Beyond providing funding, the scholarship also has a significant service component to it. After being named a “Page scholar,” recipients must complete 50 hours of volunteer service tutoring with students from kindergarten to Grade 8.

“I think it’s brilliant,” says Moua. “Where other scholarships often focus on merit, the Page grants are awarded to students who demonstrate potential and interest in paying it forward, and giving back to their communities.”

“Who better to deliver the message of the value of education to younger students than the recipients themselves, who have gone through similar experiences?”

Enbridge’s partnership with the Page Education Foundation began in 2022, with $25,000 in Fueling Futures funding provided to date to support various initiatives aimed at reducing educational barriers to students of color.

Last year, our $15,000 Fueling Futures donations supported the foundation’s Justice Flourishing Gala in the spring, and a Justice Alan Page Elimination of Bias Continuing Legal Education (CLE) seminar in December.

“As a process that usually involves a mountain of paperwork and takes considerable time to secure, we were blown away with how quickly Enbridge got on board to help our cause,” says Moua.

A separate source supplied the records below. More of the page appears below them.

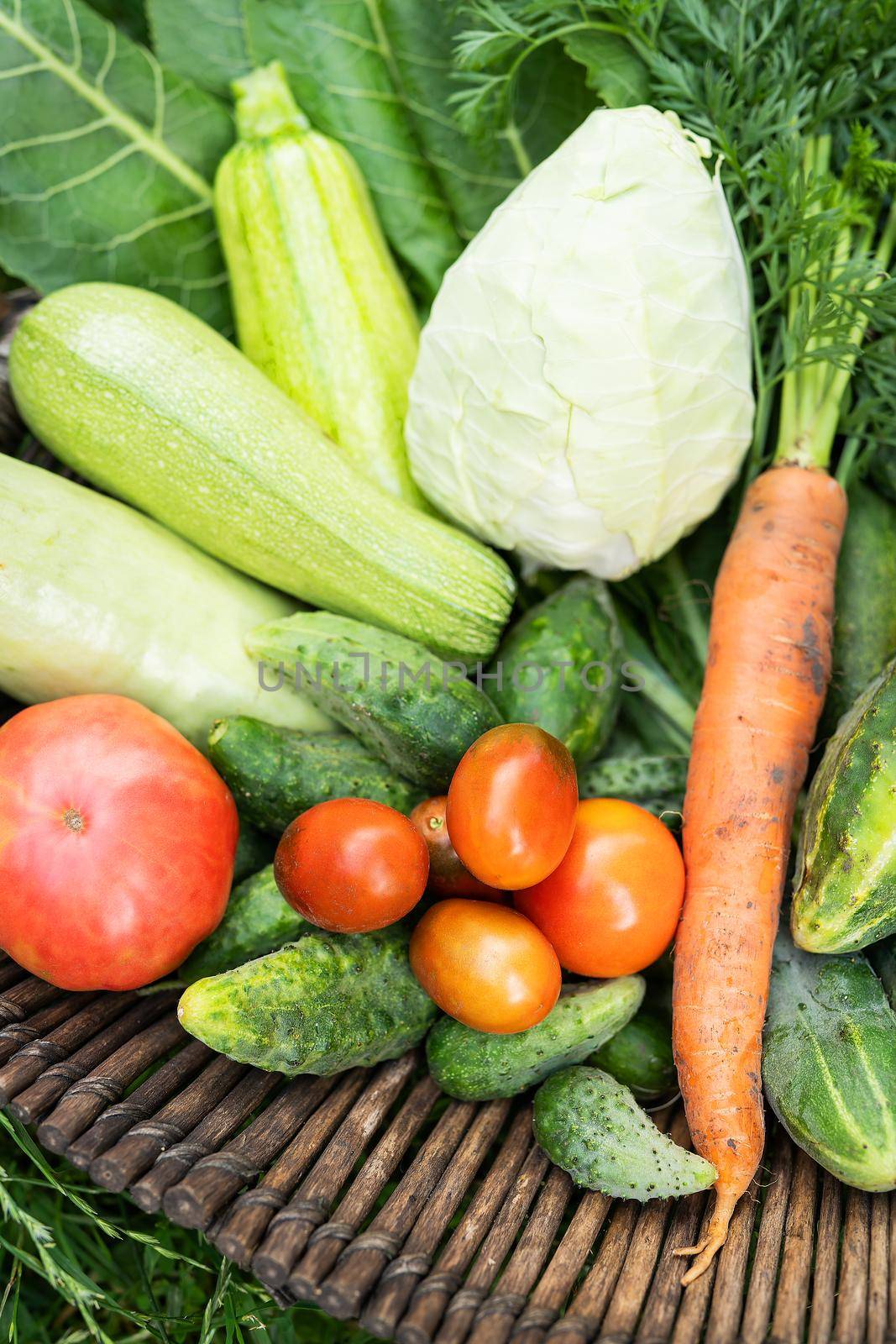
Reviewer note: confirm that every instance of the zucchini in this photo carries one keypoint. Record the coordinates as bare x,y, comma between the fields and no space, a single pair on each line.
560,667
829,1063
257,921
479,1066
320,306
96,597
591,1126
416,712
866,622
152,405
846,891
275,774
640,1055
317,1005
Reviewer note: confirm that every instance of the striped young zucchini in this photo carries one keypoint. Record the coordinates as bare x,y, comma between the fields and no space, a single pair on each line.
320,306
152,405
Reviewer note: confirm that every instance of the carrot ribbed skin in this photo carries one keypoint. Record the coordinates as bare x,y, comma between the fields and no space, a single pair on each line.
768,671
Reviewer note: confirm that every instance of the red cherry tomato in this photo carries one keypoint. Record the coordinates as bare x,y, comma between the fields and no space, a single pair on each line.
448,875
613,905
117,843
485,965
351,864
511,806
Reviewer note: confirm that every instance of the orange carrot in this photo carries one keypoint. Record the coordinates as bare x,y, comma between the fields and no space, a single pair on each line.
763,691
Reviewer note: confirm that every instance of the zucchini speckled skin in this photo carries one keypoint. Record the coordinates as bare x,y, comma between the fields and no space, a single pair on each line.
317,1005
553,651
150,405
277,774
846,895
257,921
829,1063
364,678
479,1066
866,622
640,1055
593,1128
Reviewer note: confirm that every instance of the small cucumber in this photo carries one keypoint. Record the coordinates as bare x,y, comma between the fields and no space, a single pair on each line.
866,625
317,1005
846,895
277,774
591,1126
829,1063
257,921
640,1055
399,699
253,848
560,667
477,1065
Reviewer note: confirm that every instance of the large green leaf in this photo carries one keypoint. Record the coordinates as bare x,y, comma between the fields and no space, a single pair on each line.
204,40
107,160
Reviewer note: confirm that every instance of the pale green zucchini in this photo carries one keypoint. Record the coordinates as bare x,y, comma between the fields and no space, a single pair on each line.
96,597
149,403
320,304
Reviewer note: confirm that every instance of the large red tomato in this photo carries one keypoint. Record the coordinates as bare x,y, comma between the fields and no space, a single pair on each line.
511,806
352,864
117,843
613,905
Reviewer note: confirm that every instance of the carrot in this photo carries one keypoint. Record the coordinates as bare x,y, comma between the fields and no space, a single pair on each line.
768,671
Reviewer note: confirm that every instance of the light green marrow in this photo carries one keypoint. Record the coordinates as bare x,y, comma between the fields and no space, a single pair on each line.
320,304
479,1065
150,405
96,597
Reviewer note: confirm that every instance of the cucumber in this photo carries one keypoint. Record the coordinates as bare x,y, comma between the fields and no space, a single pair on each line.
257,921
829,1063
317,1005
152,405
416,712
560,667
640,1055
591,1126
253,850
320,304
479,1066
866,624
96,597
846,893
275,774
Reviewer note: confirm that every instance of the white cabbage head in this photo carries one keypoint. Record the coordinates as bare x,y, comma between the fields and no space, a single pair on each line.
584,386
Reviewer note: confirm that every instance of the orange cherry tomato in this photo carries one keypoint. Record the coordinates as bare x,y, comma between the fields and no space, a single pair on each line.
351,864
511,806
613,905
485,965
448,875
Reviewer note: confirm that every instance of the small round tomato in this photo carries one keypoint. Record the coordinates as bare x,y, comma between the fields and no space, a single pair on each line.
351,864
448,875
511,806
485,965
613,905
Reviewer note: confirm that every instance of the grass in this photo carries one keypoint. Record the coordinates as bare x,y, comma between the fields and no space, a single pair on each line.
80,1265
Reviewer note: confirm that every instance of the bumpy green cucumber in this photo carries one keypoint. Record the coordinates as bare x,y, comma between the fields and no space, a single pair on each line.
317,1005
559,667
477,1065
257,921
275,774
591,1126
829,1063
866,625
640,1055
846,895
414,711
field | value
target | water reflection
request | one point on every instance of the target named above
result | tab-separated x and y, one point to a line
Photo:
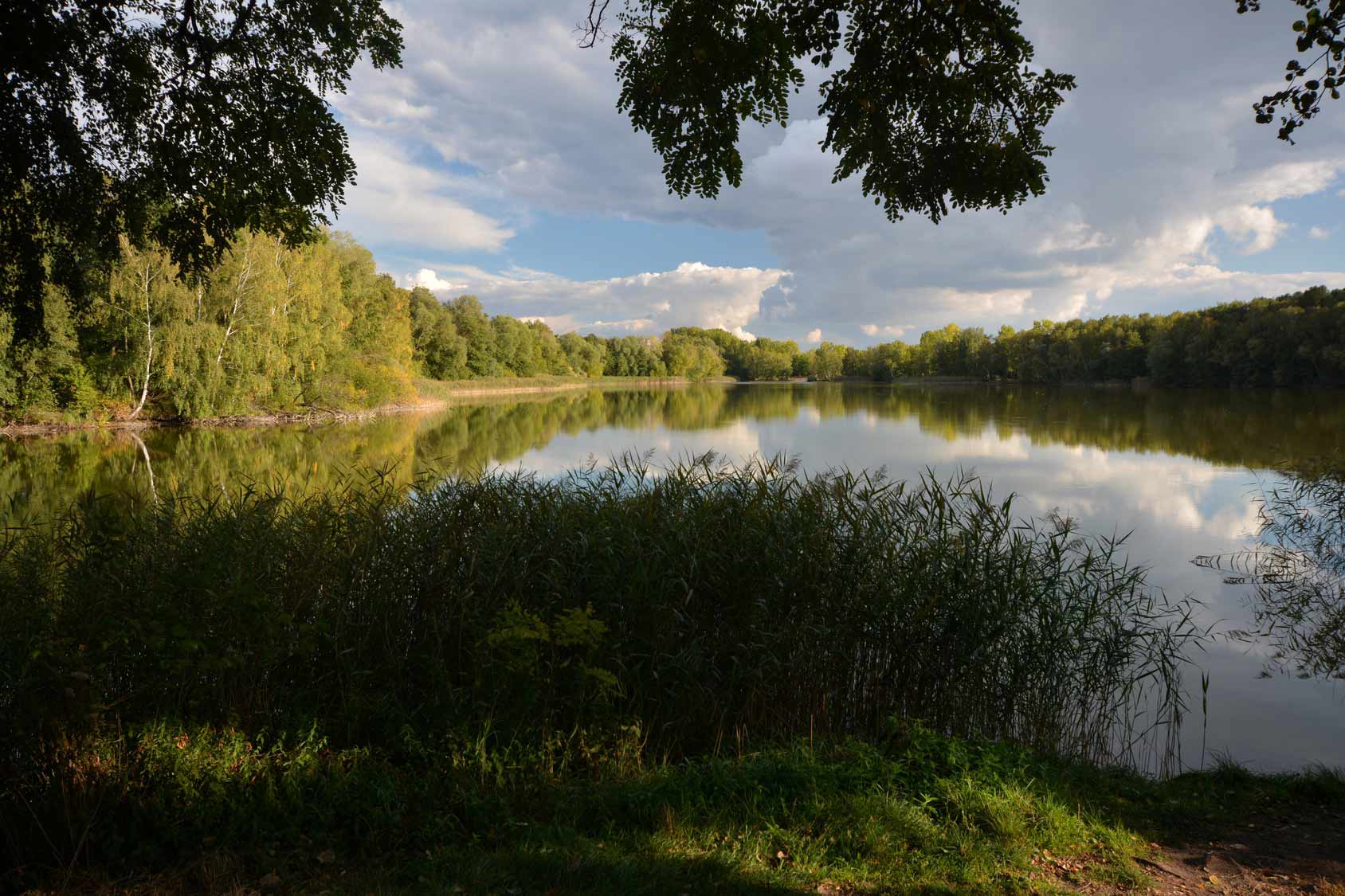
1172	468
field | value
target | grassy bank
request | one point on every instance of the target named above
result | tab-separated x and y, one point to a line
623	679
209	810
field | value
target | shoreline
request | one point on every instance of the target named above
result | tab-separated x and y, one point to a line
425	401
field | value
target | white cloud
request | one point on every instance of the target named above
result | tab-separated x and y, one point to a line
1254	226
432	281
1155	168
397	198
693	294
1075	237
888	330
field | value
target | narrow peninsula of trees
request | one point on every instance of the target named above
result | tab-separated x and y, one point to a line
280	329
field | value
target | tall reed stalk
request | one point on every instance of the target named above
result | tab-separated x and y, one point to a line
704	603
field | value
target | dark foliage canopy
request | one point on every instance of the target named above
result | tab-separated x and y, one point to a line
186	120
1321	34
932	103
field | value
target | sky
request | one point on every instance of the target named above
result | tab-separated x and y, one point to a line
496	163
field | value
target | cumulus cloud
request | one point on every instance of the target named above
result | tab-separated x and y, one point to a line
888	330
401	199
693	294
1157	173
432	281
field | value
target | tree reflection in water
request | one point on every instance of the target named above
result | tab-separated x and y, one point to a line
1297	572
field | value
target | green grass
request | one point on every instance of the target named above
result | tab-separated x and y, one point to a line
602	677
201	809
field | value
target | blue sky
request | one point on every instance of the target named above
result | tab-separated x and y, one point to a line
496	163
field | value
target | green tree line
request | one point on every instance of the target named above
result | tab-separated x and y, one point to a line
279	329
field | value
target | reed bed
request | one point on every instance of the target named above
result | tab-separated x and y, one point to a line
685	610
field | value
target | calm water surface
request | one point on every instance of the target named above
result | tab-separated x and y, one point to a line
1176	470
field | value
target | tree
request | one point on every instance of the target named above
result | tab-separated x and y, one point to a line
932	103
181	120
1321	31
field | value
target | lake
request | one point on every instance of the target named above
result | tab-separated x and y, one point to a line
1177	470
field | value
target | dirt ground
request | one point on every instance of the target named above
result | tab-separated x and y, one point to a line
1266	856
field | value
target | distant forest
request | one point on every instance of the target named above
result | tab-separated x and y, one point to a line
276	329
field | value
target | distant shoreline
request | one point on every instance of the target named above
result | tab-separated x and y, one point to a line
432	394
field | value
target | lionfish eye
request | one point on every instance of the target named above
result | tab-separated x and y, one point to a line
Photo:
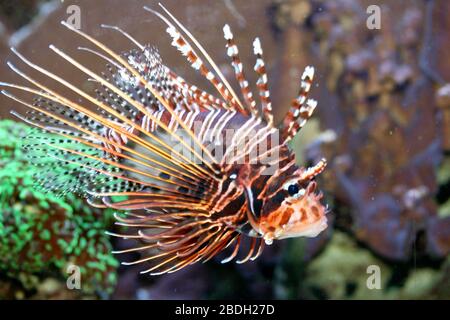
293	189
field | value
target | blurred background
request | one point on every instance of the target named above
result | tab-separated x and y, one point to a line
383	123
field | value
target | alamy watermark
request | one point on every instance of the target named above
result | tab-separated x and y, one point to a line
73	281
74	16
374	279
374	19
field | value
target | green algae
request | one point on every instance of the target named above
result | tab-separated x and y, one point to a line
41	233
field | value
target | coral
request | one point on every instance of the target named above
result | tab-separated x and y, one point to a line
341	272
43	234
381	102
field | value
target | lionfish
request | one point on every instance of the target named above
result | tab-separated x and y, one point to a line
191	174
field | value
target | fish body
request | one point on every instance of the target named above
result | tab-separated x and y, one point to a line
191	173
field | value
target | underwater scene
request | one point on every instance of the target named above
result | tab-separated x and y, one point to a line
227	149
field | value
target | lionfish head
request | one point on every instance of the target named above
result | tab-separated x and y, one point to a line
291	207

The 2023 Elimination of Bias CLE Seminar concentrated on the elimination of gender bias by addressing toxic work environments and promoting a culture of respect and fairness. The event featured broadcast journalist Gretchen Carlson of Minnesota as the keynote speaker.

Moua has been with the organization for 11 years and is as dedicated as ever to ensuring the next generation of changemakers is a diverse one. Beyond enrolment, she is focused on not only getting students in college, but making sure they stay.

Isolation is a major reason why students don’t continue their post-secondary education path. It’s especially important that students feel connection to their campus and school environment to keep them on track for graduation.

“It’s not just about money,” she says. “Students, particularly minorities, need to be rooted in their community so they can lean on their support to see their educational journey all the way through.”